During the fall and winter we continued to drain heat and nourish her yin and was even able to start carefully rebuilding her qi.

Her OCD symptoms stopped, she recovered from the bed wetting and her sleep became consistently good. Her tics dropped down to a couple extra blinks every few weeks.

Initially as her system cooled enough for her body to be capable of stillness the fire in her system would show up in her emotions and self/impulse control (or rather lack there of). Eventually even her emotions and self control were nice and reliable. She was able to reduce many of her supplements and herbs.

By spring the qi change was a minor flare and by late spring she was doing so well her parents decided to let her have a break from regular treatments and go to as needed so she could feel normal for a while. She did great! She was tic free all summer and went a solid 6 months between treatments.

Gradually by the end of summer and beginning of fall she had built back up enough heat to start having trouble with impulse control.

A few weeks ago she started having a little eye rolling and throat clearing. We started doing treatments again but with just acupuncture and gua sha and it has made an immediate difference.

Our plan is to do a few weeks of intensive treatments and then set up occasional maintenance. It's been less than 2 years since I first met her and she is well on her way to being balanced. As I told her mother, we can get her to the point where her system is neutral but what's more is we can teach her what her warning signs are as far as her system heating up so that she can get it cooled back down long before it gets all the way back to boiling.

I'm very happy with her case. She is not yet all the way to where I want her but she is well on the way and what's more is that she has the tools, support, and self awareness to get her there and now the quality of life to be comfortable on that journey.

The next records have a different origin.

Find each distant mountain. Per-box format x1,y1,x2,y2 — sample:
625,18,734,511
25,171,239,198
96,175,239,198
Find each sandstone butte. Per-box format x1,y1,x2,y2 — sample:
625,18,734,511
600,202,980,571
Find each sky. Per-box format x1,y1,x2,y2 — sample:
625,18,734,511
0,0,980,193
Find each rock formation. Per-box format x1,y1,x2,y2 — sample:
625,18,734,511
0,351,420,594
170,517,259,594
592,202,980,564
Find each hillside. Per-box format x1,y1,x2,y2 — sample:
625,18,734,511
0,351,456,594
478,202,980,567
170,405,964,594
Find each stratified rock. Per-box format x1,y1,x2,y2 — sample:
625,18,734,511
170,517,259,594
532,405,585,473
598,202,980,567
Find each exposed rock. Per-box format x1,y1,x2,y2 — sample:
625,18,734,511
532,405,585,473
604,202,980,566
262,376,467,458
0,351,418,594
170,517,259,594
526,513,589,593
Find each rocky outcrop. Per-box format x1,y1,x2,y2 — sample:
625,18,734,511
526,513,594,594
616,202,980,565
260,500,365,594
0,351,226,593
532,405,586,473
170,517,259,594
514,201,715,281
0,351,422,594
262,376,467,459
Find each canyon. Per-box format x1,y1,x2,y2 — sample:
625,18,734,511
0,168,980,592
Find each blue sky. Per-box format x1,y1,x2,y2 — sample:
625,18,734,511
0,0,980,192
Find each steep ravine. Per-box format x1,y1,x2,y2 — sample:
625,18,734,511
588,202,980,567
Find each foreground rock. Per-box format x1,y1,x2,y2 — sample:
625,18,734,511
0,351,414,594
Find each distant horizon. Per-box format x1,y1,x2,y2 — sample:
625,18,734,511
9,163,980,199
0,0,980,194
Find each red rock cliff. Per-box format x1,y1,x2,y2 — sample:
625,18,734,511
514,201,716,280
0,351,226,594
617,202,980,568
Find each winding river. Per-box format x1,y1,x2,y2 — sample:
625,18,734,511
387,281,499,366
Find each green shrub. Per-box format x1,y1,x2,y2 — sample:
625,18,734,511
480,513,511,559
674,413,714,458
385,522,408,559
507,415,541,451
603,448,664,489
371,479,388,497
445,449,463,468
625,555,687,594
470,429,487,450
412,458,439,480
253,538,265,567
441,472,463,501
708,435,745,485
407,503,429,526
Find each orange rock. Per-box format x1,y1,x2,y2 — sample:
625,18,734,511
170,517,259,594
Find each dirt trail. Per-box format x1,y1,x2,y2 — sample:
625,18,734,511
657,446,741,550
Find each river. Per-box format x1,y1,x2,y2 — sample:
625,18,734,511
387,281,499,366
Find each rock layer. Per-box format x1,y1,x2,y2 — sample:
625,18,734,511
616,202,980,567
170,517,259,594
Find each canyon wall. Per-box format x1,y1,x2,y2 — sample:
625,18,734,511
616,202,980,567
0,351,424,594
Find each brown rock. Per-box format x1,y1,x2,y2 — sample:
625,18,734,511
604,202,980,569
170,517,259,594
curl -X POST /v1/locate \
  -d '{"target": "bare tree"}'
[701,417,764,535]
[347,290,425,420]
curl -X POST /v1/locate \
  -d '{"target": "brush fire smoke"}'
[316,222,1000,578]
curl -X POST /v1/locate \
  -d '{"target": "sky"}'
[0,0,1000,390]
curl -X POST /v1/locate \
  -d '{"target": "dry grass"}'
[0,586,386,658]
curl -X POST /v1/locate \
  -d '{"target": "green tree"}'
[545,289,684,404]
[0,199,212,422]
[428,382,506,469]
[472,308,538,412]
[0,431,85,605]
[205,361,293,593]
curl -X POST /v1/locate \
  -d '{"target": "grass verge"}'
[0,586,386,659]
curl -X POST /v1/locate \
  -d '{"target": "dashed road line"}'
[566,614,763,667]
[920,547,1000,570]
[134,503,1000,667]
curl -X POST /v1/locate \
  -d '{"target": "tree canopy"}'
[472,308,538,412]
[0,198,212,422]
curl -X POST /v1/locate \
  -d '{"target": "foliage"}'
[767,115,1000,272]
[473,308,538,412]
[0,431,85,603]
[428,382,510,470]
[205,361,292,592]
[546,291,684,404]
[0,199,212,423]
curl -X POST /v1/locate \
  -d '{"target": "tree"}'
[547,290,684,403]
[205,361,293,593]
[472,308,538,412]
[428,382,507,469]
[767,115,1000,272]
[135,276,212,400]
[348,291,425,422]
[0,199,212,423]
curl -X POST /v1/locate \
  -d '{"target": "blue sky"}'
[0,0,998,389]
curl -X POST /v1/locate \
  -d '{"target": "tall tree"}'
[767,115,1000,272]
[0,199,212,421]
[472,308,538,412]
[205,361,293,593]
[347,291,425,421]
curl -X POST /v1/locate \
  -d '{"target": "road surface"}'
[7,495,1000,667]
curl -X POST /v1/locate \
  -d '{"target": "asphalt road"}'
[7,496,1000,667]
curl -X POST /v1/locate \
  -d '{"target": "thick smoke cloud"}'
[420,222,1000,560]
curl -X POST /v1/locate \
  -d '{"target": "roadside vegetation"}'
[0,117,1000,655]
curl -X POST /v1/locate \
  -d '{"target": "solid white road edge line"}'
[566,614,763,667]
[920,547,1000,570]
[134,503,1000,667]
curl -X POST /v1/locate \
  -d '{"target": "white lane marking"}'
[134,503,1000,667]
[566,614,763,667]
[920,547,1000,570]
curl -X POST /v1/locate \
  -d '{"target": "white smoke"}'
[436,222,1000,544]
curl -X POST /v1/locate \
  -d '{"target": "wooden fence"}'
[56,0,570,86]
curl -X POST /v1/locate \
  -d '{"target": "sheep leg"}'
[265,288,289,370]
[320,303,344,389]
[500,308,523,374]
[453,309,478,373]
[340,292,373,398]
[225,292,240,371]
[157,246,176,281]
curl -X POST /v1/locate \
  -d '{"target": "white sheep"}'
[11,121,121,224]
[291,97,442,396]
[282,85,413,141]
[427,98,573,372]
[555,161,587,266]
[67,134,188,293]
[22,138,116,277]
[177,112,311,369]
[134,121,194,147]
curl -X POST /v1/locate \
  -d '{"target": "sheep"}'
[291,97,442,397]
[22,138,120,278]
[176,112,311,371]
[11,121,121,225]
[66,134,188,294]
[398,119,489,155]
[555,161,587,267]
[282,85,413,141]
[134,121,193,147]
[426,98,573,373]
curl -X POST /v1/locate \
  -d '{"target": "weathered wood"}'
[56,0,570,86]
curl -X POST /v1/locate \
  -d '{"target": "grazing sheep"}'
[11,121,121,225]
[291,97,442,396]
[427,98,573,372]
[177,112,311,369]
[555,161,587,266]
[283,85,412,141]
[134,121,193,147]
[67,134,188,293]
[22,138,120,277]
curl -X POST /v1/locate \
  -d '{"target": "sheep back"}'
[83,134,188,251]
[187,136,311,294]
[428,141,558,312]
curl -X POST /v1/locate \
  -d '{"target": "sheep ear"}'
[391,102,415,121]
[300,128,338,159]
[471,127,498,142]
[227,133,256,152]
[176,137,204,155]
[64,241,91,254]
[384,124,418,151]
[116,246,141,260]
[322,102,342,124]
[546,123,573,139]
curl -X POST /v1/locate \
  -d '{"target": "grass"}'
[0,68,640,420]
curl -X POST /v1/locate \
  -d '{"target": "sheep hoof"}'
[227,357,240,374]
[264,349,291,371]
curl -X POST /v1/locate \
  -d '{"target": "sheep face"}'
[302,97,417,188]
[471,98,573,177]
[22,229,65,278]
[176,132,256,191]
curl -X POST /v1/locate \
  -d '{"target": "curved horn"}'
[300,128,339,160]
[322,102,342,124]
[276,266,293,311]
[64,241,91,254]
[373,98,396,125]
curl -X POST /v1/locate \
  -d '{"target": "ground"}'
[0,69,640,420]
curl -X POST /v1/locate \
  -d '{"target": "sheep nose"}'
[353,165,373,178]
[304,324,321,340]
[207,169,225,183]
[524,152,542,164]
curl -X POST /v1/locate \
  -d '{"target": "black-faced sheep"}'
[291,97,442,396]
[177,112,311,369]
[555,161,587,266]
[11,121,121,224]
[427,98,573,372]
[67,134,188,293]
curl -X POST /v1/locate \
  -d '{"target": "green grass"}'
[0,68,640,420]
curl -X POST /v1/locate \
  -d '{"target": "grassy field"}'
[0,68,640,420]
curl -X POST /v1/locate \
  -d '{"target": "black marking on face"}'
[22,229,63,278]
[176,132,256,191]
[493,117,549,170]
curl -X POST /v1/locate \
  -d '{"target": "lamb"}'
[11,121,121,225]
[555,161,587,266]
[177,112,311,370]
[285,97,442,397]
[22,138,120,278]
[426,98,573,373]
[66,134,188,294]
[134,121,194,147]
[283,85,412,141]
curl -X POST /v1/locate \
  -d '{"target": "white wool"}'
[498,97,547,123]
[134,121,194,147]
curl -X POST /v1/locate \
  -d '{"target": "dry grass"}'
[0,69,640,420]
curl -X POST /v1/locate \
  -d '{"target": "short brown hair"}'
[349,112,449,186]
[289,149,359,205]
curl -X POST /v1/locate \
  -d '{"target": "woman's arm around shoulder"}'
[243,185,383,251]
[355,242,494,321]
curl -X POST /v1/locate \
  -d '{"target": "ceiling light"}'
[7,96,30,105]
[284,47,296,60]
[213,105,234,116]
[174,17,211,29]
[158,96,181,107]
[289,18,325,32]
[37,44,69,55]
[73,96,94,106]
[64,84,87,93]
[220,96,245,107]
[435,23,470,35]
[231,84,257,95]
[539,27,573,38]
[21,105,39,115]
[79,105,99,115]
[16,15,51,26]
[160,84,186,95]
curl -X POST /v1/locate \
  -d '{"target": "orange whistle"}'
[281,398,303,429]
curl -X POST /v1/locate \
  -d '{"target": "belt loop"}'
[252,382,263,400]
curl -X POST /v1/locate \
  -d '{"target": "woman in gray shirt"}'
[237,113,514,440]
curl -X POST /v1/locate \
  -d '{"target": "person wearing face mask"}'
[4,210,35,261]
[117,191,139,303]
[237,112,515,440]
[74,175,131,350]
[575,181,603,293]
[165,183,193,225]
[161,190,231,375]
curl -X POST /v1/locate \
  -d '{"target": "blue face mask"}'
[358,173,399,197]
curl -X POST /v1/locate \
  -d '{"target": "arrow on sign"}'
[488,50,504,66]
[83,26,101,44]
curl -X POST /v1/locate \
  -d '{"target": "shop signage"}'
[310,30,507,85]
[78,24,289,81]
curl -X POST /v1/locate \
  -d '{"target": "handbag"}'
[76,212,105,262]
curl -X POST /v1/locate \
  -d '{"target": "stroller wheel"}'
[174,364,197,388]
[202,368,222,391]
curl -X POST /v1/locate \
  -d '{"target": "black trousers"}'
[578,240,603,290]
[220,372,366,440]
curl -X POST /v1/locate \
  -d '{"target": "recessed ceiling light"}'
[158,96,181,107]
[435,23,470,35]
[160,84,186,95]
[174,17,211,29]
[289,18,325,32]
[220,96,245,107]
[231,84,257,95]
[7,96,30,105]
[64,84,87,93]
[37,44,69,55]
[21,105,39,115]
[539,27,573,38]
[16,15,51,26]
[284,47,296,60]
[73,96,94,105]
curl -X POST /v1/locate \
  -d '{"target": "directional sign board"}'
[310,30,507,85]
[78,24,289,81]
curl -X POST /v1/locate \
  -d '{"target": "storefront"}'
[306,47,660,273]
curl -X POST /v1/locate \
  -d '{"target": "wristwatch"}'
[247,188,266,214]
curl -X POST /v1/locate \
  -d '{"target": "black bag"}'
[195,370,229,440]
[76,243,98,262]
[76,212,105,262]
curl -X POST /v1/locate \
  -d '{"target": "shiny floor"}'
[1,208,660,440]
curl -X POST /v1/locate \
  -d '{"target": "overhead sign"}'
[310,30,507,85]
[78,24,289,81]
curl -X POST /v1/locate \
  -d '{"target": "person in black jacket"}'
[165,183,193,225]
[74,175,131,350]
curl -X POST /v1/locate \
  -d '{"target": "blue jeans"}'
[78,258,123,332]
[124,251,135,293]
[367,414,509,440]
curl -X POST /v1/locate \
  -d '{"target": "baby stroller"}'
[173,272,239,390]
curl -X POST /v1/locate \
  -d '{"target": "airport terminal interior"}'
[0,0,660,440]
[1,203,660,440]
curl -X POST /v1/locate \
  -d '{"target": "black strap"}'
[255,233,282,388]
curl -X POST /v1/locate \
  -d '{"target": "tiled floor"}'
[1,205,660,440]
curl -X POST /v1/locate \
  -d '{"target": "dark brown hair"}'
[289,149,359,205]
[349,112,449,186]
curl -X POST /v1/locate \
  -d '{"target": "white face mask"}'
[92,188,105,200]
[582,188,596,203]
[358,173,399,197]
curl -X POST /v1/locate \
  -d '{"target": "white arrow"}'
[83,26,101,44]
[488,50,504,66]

A couple notes, every case of TS I've seen thus far has had the characteristic of extreme heat (the whole boiling water can't stay still phenomena), some are heart fire dominant with liver fire secondary others are liver fire dominant with heart fire secondary. Each has its own particularities but so far they all have the extreme heat.

The full Chinese diagnosis I gave for the case above is:

  1. Heart fire igniting liver fire

  2. Extreme yin xu predominantly of the kidney, heart, and liver

  3. Underlying spleen and kidney qi xu.

I hope this case is helpful. If you would like to discuss/brainstorm on any similar cases message me.

Someday I think it would be nice to do a study on treating TS with Chinese medicine. It's a condition that makes sense to us because of how we diagnose, but remains mysterious to Western medicine as they don't yet have the concepts of constitutional heat.

I've explained it to receptive Western medical practitioners as being kinda like a febrile convulsion on slow mo. Imagine that instead of the concentrated heat of a fever causing the concentrated movement of a convulsion, TS is like stretching the heat out until it becomes undetectable as heat to a thermometer and the convulsions slow down to tics.

Thank you to my patient and her parents for giving me permission to share her case and to my colleague for the referral in the first place as well as the awesome tandem work. I love integrative medicine!